I completely lost my fear of death. There is nothing to fear in death. It's peaceful. Enjoy life.

Bissage said...

The year was 1972 and I was ten years old when my father took me to see his sister, my Aunt Lillian. She was totally blind and partially paralyzed and lying on her back and I remember her sobbing uncontrollably as she reached out and squeezed my hand and said, “Sweetie, is that you?”

My Uncle Bill stood there in the background against a wall, mostly silent, with his hands clasped in front of him staring at the ground.

My father told me to go outside and play and then he came out about five minutes later and we drove home. I don’t remember if we talked about it but I do remember feeling as though something really big just happened that I didn’t understand.

A few days later my dad told me that my Aunt Lillian had died.

Years would pass before I realized her death was no accident.

I’m glad Dr.Taylor, the brain scientist, got something positive from her stroke.

William said...

I remember reading a book by a Holocaust survivor. Prior to incaceration the survivor had been some sort of social scientist. He observed the interactions between the prisoners and the guards and among the prisoners themselves. He claimed that this scientific distancing helped him to survive simply by giving him distance from the immediate horror: it wasn't a nightmare; it was an experiment of how people interacted under extreme conditions. Something similar seems to have happened to the good doctor. It seems that she brought back something good from the dark side of her experience and is eager to share it. Well, good for her, but I don't know if this is an example of the benignity of the universe or of the doctor's ability to make lemonade. Then, again, I'm left handed and laughing gas makes me laugh.

nansealinks said...

Ann,

I am done with my enlightenment lesson for the day. Baeutiful day here today. I come home to check your blog and you post this. I've already seen this video. By the way, I got high today to "within you without you" Beatles. The song is similar to the funeral music played at a Indian funeral I attended last year (not HIndu). Thank goodness they had a visual presentation on a lit display screen with the words (they were written in those Indian scribbles I can't understand), but I watched carefully and did figure out how to write all my numbers, the nine digits. I also figured out the word and symbol for one was the supreme being mode. (for the strict grammarians: I dont know if being is a strict noun there or a participle ad jectivial type thingie)

Donna B. said...

Wow, it sounds like such fun to have a stroke, I think I'll skip my blood pressure medicine today.

bearbee said...

It is her experience.

Her presentation is somewhat Amiee Semple McPherson ish

In this interview she says she no longer has the use of her left hemisphere.

It would be interesting to know the extent of personality change post-stroke.

With the uninhibited right hemisphere has she become flamboyant Amiee and less staid scientist?

In a universe of hundreds of billions of galaxies, collective we have the intellect less that a speck of nano-dust. Can we say anything with certainty?

Methadras said...

Look, I'm a Christian and I have zero problems with science. I'm a Mechanical Engineer so therefore science, mathematics, engineering, biology, neurology, medicine, et al. are playgrounds of my domain with respect to what I design and I engineer. I am fully capable of reconciling scientific endeavors and study as a means to discover the wondrous creations that make up everything in the universe, seen and unseen and I thank God daily that he gave me a brain and the free will to choose this line of work/love to pursue my goals and enhance my life for the better for it.

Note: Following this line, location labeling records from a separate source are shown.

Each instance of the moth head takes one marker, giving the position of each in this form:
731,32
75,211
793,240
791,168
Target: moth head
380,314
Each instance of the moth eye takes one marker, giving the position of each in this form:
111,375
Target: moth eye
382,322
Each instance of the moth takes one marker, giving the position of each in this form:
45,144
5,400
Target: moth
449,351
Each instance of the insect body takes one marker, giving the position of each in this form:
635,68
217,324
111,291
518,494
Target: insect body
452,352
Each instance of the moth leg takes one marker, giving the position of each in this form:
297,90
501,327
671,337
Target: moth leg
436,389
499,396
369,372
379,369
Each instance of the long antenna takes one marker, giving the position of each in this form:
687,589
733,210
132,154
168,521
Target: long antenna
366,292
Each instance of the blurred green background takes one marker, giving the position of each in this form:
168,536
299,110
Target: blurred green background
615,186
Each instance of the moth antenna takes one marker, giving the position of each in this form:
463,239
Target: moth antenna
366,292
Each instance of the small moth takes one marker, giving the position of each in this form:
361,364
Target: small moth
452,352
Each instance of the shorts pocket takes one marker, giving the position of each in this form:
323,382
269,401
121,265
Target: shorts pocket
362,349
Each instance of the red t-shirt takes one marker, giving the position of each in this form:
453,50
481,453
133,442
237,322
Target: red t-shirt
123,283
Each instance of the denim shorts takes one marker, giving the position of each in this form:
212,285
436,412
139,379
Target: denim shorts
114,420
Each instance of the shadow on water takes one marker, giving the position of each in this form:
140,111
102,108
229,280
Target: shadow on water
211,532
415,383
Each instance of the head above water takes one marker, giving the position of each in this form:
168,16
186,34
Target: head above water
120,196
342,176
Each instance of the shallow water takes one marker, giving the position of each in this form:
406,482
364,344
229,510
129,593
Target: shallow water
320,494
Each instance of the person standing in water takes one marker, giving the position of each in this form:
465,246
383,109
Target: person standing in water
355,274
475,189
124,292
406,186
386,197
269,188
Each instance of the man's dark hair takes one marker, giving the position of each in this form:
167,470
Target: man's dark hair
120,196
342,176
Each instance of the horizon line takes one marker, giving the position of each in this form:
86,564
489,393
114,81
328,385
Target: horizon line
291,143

However, this woman lost me at 4:45 or so when she treaded the workings of the brain as a metaphysical construct that under certain circumstance will plow you through the unknowable mysteries of the universe. This is utter bullshit and clap trap. Tell me stroke lady, why is it required then when one drops acid that they then see or talk to God? Why are multiple personality disorder like schizophrenia relegated to the human brain only and not lesser beings. Also, notwithstanding why those experiences are only limited to one individual at only one time. Why can't two or more peoples with the same conditions experience the same things if the brain displays this capabilities under certain circumstances.

This woman would have us believe that each body/brain connection and what it experiences, especially in her case, is all done in an exclusive conduit unto yourself that no one can experience with their 5 senses. I could literally be standing next to someone talking to God or experiencing the oneness with the universe and never know it because somehow these manifestation occur exclusively as unique individual experience and this woman calls herself a scientist? Really?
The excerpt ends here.